A confidential proposal that Bank of America circulated to members of Congress this month provides a stunning glimpse of how quickly the industry has reversed its laissez-faire disdain for second-guessing by the government — now that it is in trouble.The banks are not stupid.. they know that if it looks like it's simply a tax payer funded bailout for the banks, it won't fly.. so they make it look like they're somehow saving "millions" of homeowners from being foreclosed on. It's all so much bullshit.
The proposal warns that up to $739 billion in mortgages are at “moderate to high risk” of defaulting over the next five years and that millions of families could lose their homes.
To prevent that, Bank of America suggested creating a Federal Homeowner Preservation Corporation that would buy up billions of dollars in troubled mortgages at a deep discount, forgive debt above the current market value of the homes and use federal loan guarantees to refinance the borrowers at lower rates.
“We believe that any intervention by the federal government will be acceptable only if it is not perceived as a bailout of the bond market,” the financial institution noted.
Either way you slice it, it's an insult and slap in the face to every single person who bought a house they could actually afford, got a good mortgage, and actually pay it every single month.
Millions of people out of their homes? Fuck.. let's buy some rental properties. It's going to be a hot market. Economy.com is predicting that housing prices will bottom out this spring.. but they might not be aware that the banks are claiming that the shit hasn't even hit the fan yet.
The bottom line is that Americans need to get a fucking grip. I've asked for ages and ages who all these people were, that had all this money to afford all these houses.. sub-division after sub-division of hundreds and thousands of these expensive as shit houses in the Dallas metro.. and it's probably exactly the same in other big metros.. and the answer has been, all along, virtually nobody.

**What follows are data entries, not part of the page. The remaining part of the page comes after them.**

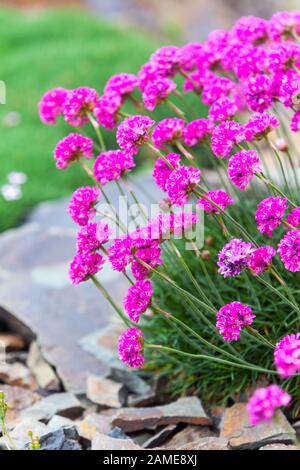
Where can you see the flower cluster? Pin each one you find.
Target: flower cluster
(232, 318)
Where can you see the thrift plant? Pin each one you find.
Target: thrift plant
(224, 314)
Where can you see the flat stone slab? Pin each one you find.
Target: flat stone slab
(236, 429)
(35, 291)
(184, 410)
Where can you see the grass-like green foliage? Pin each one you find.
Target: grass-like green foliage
(58, 48)
(218, 383)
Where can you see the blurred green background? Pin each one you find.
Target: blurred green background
(43, 50)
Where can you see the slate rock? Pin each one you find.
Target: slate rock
(105, 392)
(66, 438)
(236, 429)
(206, 443)
(189, 434)
(40, 368)
(93, 423)
(104, 442)
(184, 410)
(63, 404)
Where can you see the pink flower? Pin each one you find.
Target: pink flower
(92, 236)
(122, 84)
(232, 259)
(287, 355)
(242, 166)
(264, 402)
(72, 148)
(131, 347)
(269, 214)
(162, 171)
(133, 132)
(85, 265)
(260, 259)
(258, 92)
(156, 92)
(51, 105)
(259, 125)
(111, 165)
(224, 137)
(137, 299)
(219, 197)
(293, 217)
(232, 318)
(81, 206)
(107, 109)
(181, 183)
(222, 109)
(79, 102)
(167, 131)
(197, 131)
(289, 250)
(250, 29)
(295, 122)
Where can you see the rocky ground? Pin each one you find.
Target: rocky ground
(60, 374)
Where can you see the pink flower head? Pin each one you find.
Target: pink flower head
(295, 122)
(197, 131)
(51, 105)
(79, 102)
(167, 131)
(259, 125)
(219, 197)
(250, 29)
(232, 259)
(242, 166)
(258, 92)
(120, 253)
(156, 92)
(264, 402)
(162, 171)
(286, 87)
(232, 318)
(131, 348)
(92, 236)
(269, 214)
(107, 109)
(81, 206)
(287, 355)
(133, 132)
(222, 109)
(150, 255)
(167, 58)
(85, 265)
(111, 165)
(260, 259)
(224, 137)
(181, 183)
(122, 84)
(137, 299)
(293, 217)
(72, 148)
(289, 250)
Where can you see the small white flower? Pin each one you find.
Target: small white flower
(17, 177)
(11, 192)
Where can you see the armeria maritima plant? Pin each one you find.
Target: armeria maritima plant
(225, 315)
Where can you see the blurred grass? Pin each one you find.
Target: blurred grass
(54, 48)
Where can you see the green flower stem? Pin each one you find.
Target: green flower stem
(98, 132)
(209, 358)
(111, 301)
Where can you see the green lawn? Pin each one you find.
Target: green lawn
(58, 48)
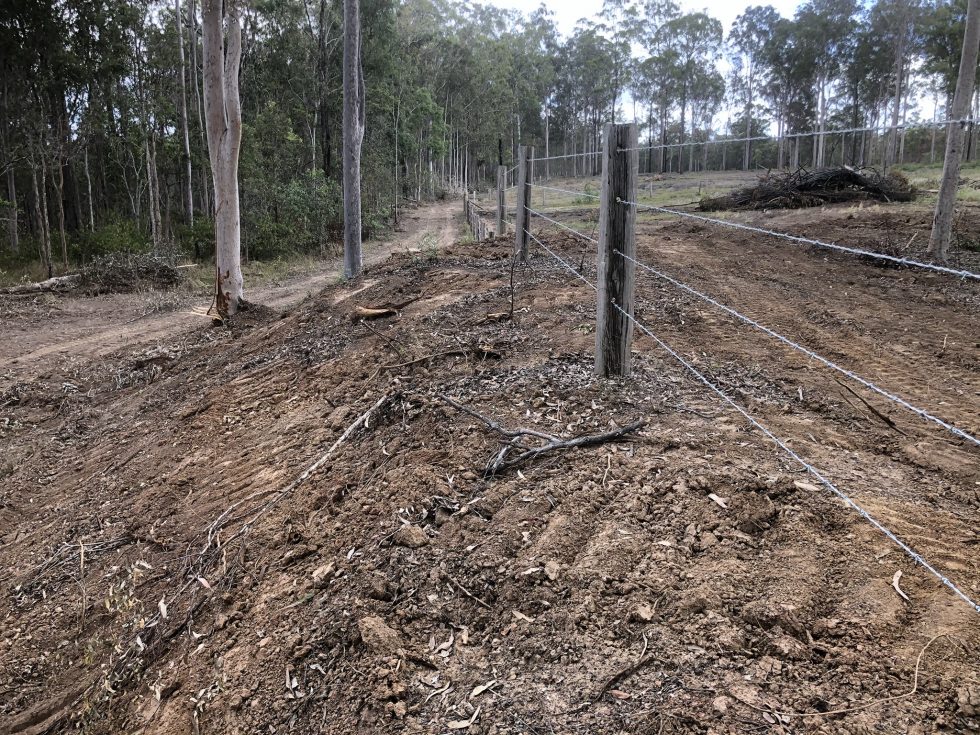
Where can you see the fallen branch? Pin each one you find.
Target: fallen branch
(484, 353)
(515, 444)
(58, 284)
(891, 424)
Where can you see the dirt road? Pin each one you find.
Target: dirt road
(44, 328)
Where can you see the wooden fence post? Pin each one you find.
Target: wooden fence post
(501, 201)
(522, 220)
(617, 237)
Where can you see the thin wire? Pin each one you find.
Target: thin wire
(810, 241)
(775, 138)
(564, 227)
(565, 191)
(914, 555)
(570, 155)
(562, 261)
(806, 465)
(810, 353)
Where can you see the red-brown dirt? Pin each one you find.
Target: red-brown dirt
(162, 577)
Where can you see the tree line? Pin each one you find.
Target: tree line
(104, 137)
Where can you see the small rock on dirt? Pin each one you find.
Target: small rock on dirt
(322, 575)
(378, 635)
(411, 536)
(767, 615)
(968, 701)
(378, 587)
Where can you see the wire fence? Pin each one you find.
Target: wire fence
(769, 434)
(607, 204)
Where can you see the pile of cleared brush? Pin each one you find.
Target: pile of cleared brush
(121, 273)
(803, 188)
(116, 273)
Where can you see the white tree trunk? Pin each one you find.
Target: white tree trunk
(942, 224)
(223, 119)
(353, 136)
(188, 173)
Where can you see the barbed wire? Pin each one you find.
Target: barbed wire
(808, 134)
(569, 155)
(810, 353)
(566, 191)
(563, 226)
(810, 469)
(808, 241)
(562, 261)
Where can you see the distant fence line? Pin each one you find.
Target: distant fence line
(616, 265)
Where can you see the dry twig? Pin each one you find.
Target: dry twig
(515, 443)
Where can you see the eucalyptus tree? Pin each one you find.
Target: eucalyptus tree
(696, 42)
(751, 34)
(824, 26)
(223, 117)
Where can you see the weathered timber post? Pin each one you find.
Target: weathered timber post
(525, 156)
(617, 238)
(501, 202)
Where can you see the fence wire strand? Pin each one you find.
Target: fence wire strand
(922, 413)
(808, 241)
(810, 469)
(566, 191)
(827, 133)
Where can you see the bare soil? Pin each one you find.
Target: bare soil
(164, 571)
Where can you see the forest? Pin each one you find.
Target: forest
(104, 146)
(417, 366)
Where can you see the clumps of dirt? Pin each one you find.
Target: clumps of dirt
(803, 188)
(278, 526)
(126, 273)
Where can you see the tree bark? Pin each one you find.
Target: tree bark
(223, 119)
(942, 224)
(198, 103)
(188, 172)
(41, 207)
(353, 137)
(60, 189)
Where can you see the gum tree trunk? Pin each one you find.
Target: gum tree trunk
(942, 224)
(223, 118)
(353, 137)
(188, 173)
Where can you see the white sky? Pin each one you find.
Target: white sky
(567, 12)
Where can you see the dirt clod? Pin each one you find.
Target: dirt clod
(377, 635)
(411, 536)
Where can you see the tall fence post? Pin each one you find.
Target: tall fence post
(617, 238)
(501, 202)
(525, 155)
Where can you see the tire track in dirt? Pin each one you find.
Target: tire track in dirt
(90, 328)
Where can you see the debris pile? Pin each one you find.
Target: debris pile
(123, 273)
(803, 188)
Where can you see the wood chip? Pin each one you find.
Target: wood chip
(720, 501)
(895, 580)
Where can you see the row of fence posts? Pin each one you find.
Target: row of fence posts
(615, 266)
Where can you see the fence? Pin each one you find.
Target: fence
(616, 267)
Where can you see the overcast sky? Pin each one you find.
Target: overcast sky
(567, 12)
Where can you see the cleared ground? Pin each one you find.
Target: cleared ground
(162, 576)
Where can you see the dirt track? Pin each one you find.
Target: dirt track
(91, 327)
(601, 590)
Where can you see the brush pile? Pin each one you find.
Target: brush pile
(803, 188)
(123, 273)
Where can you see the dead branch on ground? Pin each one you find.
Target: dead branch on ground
(516, 450)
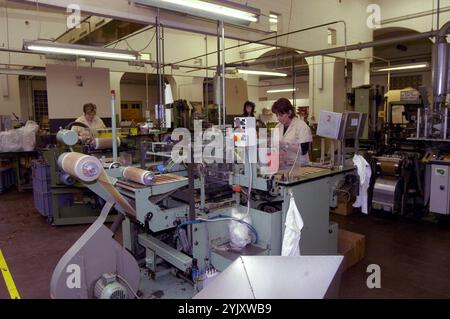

I have zero sympathy for the ego that it takes to buy things you cannot afford... and I have zero faith in any politician, of any party, to challenge the banks and let it all default. The banks control this country and the Fed is a financial syndicate. They will not allow it.
/update
And again, in the interest of full disclosure, John does sell foreclosed houses for banks.. so the more foreclosures there are, the more money he makes.. and he's making a fucking killing right now. That has nothing to do the roll of government in "fixing" business or individual bad decisions.
But looking at the flip side.. while John may get people booted out of their homes for not paying their mortgage, he does help new families (who do things correctly) get into those homes.
The whole idea is market stabilization. Prices were artificially inflated.. fraud was rampant (and probably still is).. and doing things the wrong way was rewarded. If the government just leaves it all alone, the banks will learn an expensive lesson, and borrowers will learn that you have to live within your means. Eventually housing will reach a point where new contruction meets market needs, and home prices will generally track close to inflation.
Ultimately, there are two causes for the sub-prime/real-estate disaster. Most of the people associated with a real-estate transaction are paid on commission. Their incentive is to game the system and process as much paper as possible and make a lot of money. The amount of mortgage fraud is astounding, and it reaches into the all the supporting businesses. Appraisal fraud.. inspection fraud.. mortgage broker fraud.. bank fraud.. builder fraud, real-estate agent fraud. All of these people get paid by the number and size of the transactions, and they have no morals.. because at their core they are salesmen.. and Gordon Gekko rules their world... and law enforcement has (it seems) zero interest in white collar crimes of these relatively small sizes.
The other cause is, of course, American's need to live large.